When people talk about haircuts and Greece, they are no longer referring to the female beauticians that retired at 50 with a generous state pension because their work was “arduous.” Instead, they are discussing the losses, known on Wall Street as “haircuts,” that Greek bondholders might be force to take.

A WSJ column presents 3 default alternatives and 4 key issues.

Default Alternatives:

  1. Selective default: Some bond payments are postponed while others are paid on time.
  2. Organized default: All bondholders take a “haircut” within a predetermined plan.
  3. Disorganized failure: All bondholders take a “haircut” but there is no predetermined structure.

Key Issues

  1. Greek financial obligations: Greece still is living beyond its means. If it defaults, how will it pay wages and provide public services?
  2. Greek banks: Greek’s banks own a lot of Greek bonds. A default would threaten Greece’s entire banking system. (This FT column is excellent.)
  3. European banks: Many euro zone banks that own Greek bonds have not yet recorded their true value on their balance sheets.
  4. Contagion: If Greece defaults, will investors, worried about risk, make borrowing much more expensive for Ireland, Portugal and other financially weaker euro zone countries?

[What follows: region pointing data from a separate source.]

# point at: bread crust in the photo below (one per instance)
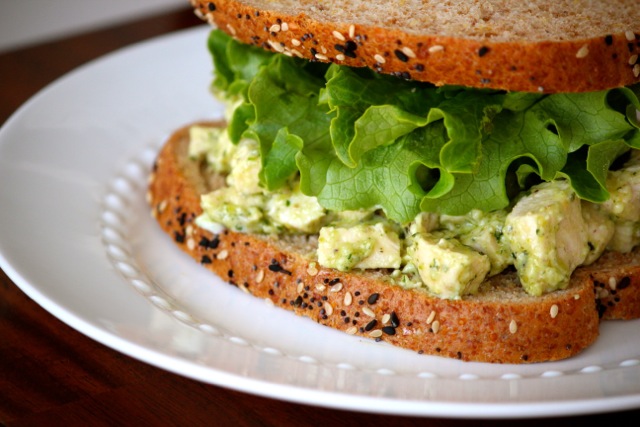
(597, 62)
(502, 324)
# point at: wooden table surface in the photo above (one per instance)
(52, 375)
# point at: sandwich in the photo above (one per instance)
(459, 179)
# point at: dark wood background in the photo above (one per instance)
(52, 375)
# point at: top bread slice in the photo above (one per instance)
(501, 324)
(534, 46)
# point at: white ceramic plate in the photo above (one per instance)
(77, 237)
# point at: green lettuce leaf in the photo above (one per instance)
(362, 140)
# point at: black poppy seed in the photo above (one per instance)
(371, 325)
(389, 330)
(483, 51)
(401, 56)
(395, 322)
(624, 282)
(182, 219)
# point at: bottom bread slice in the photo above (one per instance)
(501, 324)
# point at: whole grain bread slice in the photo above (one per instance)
(502, 324)
(534, 46)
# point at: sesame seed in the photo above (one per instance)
(348, 299)
(432, 316)
(328, 308)
(312, 270)
(407, 51)
(400, 55)
(379, 58)
(513, 327)
(276, 46)
(377, 333)
(368, 312)
(582, 52)
(435, 327)
(389, 330)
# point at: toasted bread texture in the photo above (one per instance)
(501, 324)
(533, 46)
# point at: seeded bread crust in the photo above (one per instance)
(541, 46)
(502, 324)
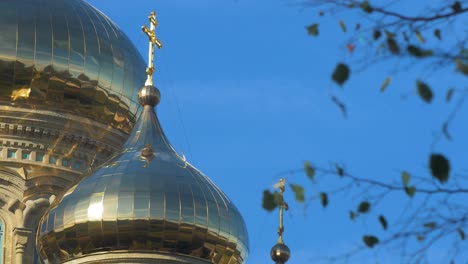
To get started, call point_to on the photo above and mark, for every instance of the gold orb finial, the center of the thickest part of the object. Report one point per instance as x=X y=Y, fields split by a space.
x=280 y=253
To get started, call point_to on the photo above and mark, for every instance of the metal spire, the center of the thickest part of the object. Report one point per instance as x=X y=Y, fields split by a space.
x=153 y=40
x=280 y=253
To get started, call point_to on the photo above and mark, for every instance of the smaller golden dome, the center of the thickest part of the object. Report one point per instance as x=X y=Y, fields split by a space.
x=149 y=95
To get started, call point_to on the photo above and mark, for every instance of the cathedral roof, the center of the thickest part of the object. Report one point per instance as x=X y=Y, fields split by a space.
x=68 y=57
x=147 y=200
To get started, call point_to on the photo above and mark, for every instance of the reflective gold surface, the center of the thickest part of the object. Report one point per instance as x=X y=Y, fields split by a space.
x=146 y=199
x=66 y=56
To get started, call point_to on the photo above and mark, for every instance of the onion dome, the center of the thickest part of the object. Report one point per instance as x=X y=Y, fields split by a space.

Saying that Greece has been rather forthright about its dire financial straits, NY Times financial journalist Floyd Norris characterizes the lenders who own Greek bonds as the group that is avoiding reality. Their policy? “Delay and pray” or “Extend and pretend.”

Finally, an historical perspective from Harry Truman in 1947. “Should we fail to aid Greece and Turkey in this fateful hour, the effect will be far reaching to the West as well as the East. We must take immediate and resolute action.”

And long before 1947: The first of many times that Greece defaulted on her debt was during the 4th century B.C.

The Economic Lesson

A bond is an IOU, a promise to repay a loan. The value of the bonds Greece has promised to repay is close to 155% of its GDP. Because GDP represents the value of goods and services that the Greek economy produces during 1 year, comparing the 2 provides an idea of whether they are living beyond their means.

An Economic Question: The Greek government plays an active role in the economic life of its country through the salaries and entitlements it pays and the businesses it owns. Do you believe in considerable or minimal government economic intervention?